A war monitor reports that as antigovernment forces advance their lightning offensive further south toward Damascus, causing encampments of rioters in the Syrian city of Homs.
As the rebels advanced, thousands of Homs residents started flogging towards the western coast, where embattled Syrian President Bashar al-Assad still commands control, according to the Syrian Observatory for Human Rights (SOHR).
Rami Abdel Rahman, head of the UK-based monitoring group, said fighters led by the Hayat Tahrir al-Sham (HTS) armed group were 5km (3 miles) “from the outskirts of Homs city” after capturing two towns – Rastan and Talbiseh – in the governorate of Homs.
Homs, a key crossroads city linking Damascus to al-Assad’s coastal heartlands, is 46km (29 miles) south of Hama, which HTS and allied fighters captured on Thursday, days after seizing the country’s prized second city Aleppo from government forces.
Samer AbdelJaber, head of emergency coordination at the UN’s World Food Programme, said renewed fighting in Syria has displaced about 280, 000 people in about a week, warning numbers could swell to 1.5 million.
The Rastan bridge, which is crucially located along the M5 corridor connecting Hama and Homs, was destroyed by overnight Russian bombing, according to a Syrian army officer.
Rastan and Talbiseh, which the rebels have reportedly captured, are located on the Homs side of the bridge.
Israeli attacks
Meanwhile, Israel launched air attacks on two border crossings between Syria and Lebanon, hitting the Syrian side of the Arida and Jousiyeh crossings.
According to Ali Hamieh, the transport minister for Lebanon, Homs governorate access points are crucial.
SANA, the Israeli military and the Syrian state news agency, confirmed the border attacks.

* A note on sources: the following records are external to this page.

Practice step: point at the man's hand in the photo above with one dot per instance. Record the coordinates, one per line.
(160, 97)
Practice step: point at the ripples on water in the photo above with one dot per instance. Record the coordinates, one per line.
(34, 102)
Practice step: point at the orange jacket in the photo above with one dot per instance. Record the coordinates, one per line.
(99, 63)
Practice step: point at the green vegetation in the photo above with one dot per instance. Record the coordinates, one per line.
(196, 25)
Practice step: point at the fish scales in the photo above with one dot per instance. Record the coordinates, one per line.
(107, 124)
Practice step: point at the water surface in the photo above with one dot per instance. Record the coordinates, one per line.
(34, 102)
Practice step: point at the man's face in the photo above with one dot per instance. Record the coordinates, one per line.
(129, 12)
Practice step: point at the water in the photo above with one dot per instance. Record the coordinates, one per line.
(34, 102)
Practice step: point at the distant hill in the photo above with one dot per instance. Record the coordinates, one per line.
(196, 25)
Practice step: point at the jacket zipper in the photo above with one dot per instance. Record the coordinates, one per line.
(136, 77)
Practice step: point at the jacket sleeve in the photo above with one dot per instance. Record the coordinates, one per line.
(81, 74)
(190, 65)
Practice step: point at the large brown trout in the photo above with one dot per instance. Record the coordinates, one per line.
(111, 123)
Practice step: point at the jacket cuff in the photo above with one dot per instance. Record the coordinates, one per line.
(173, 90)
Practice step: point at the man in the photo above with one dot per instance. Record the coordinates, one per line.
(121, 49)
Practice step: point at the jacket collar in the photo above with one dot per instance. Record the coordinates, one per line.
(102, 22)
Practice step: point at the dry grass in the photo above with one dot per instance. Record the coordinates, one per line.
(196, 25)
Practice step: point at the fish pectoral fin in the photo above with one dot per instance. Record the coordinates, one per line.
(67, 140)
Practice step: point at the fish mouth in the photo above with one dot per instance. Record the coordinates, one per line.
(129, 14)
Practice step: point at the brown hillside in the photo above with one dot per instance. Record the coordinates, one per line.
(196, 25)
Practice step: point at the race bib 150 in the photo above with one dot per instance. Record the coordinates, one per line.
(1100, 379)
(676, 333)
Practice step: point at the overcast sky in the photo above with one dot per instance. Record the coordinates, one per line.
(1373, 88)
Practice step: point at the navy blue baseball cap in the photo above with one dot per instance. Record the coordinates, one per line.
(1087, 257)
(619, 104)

The army claimed to have attacked Hezbollah’s infrastructure and weapons transfer hubs, which has backed al-Assad and claims to have sent “supervising forces” to Homs.
As the opposition forces continued to advance south, rebel military commander Hassan Abdel Ghani claimed on Telegram that “hundreds” of fighters were heading for Homs, while the Syrian Ministry of Defense claimed that the army was using “joint Syrian-Russian warplanes” to attack “terrorist vehicles and gatherings” in Hama governorate.
On Friday, SOHR’s Rahman reported that Syrian troops “suddenly” pulled out of eastern Deir ez-Zor city and its surroundings, with “columns of soldiers” heading towards Palmyra in central Syria, located east of Homs and northeast of Damascus.
Oil-rich Deir ez-Zor governorate, which borders Iraq, is divided between Iraqi and Syrian government forces and Iraqi militias in the west and east, which are supported by US-backed Kurdish forces. There are known ISIL sleeper cells in the area.
Homs, once dubbed the “capital of the revolution” because of the large-scale protests in the city when Syria’s uprising began in March 2011, came under government control in 2014 after two years of siege and bombardment.
At least 100 people were killed in attacks carried out by the al-Nusra Front, a previous iteration of HTS with links to al-Qaeda, in the city as well.
Bassam Sabbagh, the foreign minister of Syria, meets with his Iraqi and Iranian counterparts in Baghdad on Friday for a meeting.